Autrement dit, les parents de ces agresseurs ont été marqués par une enfance traumatisante. Imaginons un instant qu'il n'y ait plus de traumatisme. Les prisons ne seraient-elles pas nettement moins remplies ? Y aurait-il même moins de guerres ? Et notre monde n'en serait-il pas bien meilleur ? Si on part du principe que la violence naît toujours de la violence et que 30 à 50% des hommes ayant subi des violences durant leur enfance reproduiront ces actes à leur tour, alors on peut affirmer que la thérapie des traumatismes est un investissement rentable pour la société car elle permet d'atténuer toutes ses répercussions.

Les traumatismes sont à l'origine de nombreuses souffrances. Cela ne fait aucun doute. Il faut donc un immense courage pour affronter ses fantômes et ses démons intérieurs. Des exercices corporels ciblés pourraient aussi soulager le système nerveux. Certains s'inspirent du mouvement de l'antilope qui se secoue. Et tandis que l'énergie figée par le choc de l'époque se libère, le reste finirait peut-être par se débloquer. On peut recommencer à ressentir, à percevoir, à se rendre compte qu'on est valable, et à notre place et que nos sentiments sont légitimes, qu'ils ne sont pas excessifs ni un fardeau, mais qu'ils sont parfaitement à la mesure de ce qu'on a vécu.

Même s'il semble parfois que le terme de traumatisme est galvaudé, la réalité qu'il décrit reste une expérience intime, difficile à évaluer de l'extérieur. Je pense que chacun a le droit de dire « dans cette situation, il s'est produit quelque chose de vraiment terrible, cela m'a traumatisé et j'ai été dépassé ». Et si l'on considère le traumatisme développemental comme une épidémie silencieuse, Il faut s'attendre à de très nombreux cas non recensés. Bien plus de personnes seraient traumatisées qu'on ne le supposait jusqu'ici. Le traumatisme est le nouveau cholestérol. Pour moi, il devrait faire partie des examens de routine chez le médecin généraliste.

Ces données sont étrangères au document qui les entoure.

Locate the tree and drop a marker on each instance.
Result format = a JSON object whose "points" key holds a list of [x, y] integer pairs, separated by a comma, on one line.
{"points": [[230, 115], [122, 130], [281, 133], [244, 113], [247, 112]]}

Je mettrais aussi en place des dépistages à l'école pour identifier les enfants déjà lourdement affectés afin de déclencher une prise en charge précoce. Et la guérison ne consiste pas à oublier nos expériences traumatisantes, mais à faire en sorte qu'elles ne dictent plus notre vie d'aujourd'hui. Dès lors, on arrête de se mettre la pression, de se forcer à faire des choses qui ne sont pas bonnes pour nous. On prend conscience qu'on a besoin d'une pause, d'être bienveillant envers nous-mêmes, de se traiter avec compassion. Et cela change tout. Chacun d'entre nous peut être touché par des événements terribles.

S'en couper pour aller de l'avant est en soi un mécanisme ingénieux, mais il peut finir par gâcher la vie, et pas seulement la nôtre. Rien que pour cette raison, nous devrions combattre cette épidémie silencieuse, car nous aurions tous bien besoin de la force qui serait ainsi libérée.